Il libro di Ducrozet ci fa capire che viviamo già nell’epoca del postumanesimo, era in cui i progressi dell’informatica e delle biotecnologie sono arrivati irreversibilmente a cambiare la natura umana, messa alla prova dalle sfide della modernità che cerca di smaterializzare i confini tra il corpo umano e il web.
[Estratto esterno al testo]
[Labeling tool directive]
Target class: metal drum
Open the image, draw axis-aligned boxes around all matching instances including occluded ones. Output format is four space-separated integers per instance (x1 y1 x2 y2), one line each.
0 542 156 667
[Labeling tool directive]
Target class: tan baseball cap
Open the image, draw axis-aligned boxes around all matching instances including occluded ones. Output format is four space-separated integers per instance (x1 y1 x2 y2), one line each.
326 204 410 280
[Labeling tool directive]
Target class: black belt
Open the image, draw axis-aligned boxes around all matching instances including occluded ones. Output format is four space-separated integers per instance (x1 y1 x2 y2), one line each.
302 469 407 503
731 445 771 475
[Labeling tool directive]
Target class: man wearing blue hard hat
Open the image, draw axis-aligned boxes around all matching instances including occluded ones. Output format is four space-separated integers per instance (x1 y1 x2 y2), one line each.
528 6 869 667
Accanto alle infinite possibilità di questa fase della specie umana, i personaggi di Ducrozet ci mostrano i limiti, le fragilità, le problematiche e i pericoli catastrofici che l’unione di materia biologica e tecnologica potrebbe comportare. Il transumanista Parker è la perfetta incarnazione di queste contraddizioni, arrivando a credere che la morte non sia qualcosa di reale, ma pura e semplice ideologia che può essere sconfitta scomponendo il corpo umano per rimontarlo con nuovi pezzi che gli assicurino l’immortalità. Di fronte a questo dilemma, la letteratura di Ducrozet si interroga ossessivamente sui limiti dei corpi che ricrea tra le sue pagine, osservandoli da vicino, sezionandoli e sventrandoli per cercare di intravedere la risposta ai quesiti etici che il postumanesimo e transumanesimo ci pongono oggi. Fino a che limite un corpo può definirsi “umano”? Come si capisce quando l’umano sfocia nel non-umano? Attraverso questi interrogativi che, inizialmente, possono apparire futuristici e lontani da noi, L’invenzione dei corpi racconta cosa significa essere oggi un corpo di carne che vive, soffre e resiste in questo mondo che, lentamente, sta svanendo in tanti piccoli miliardi di byte che vanno a costituire lo spazio cibernetico che ci circonda sempre di più ogni giorno.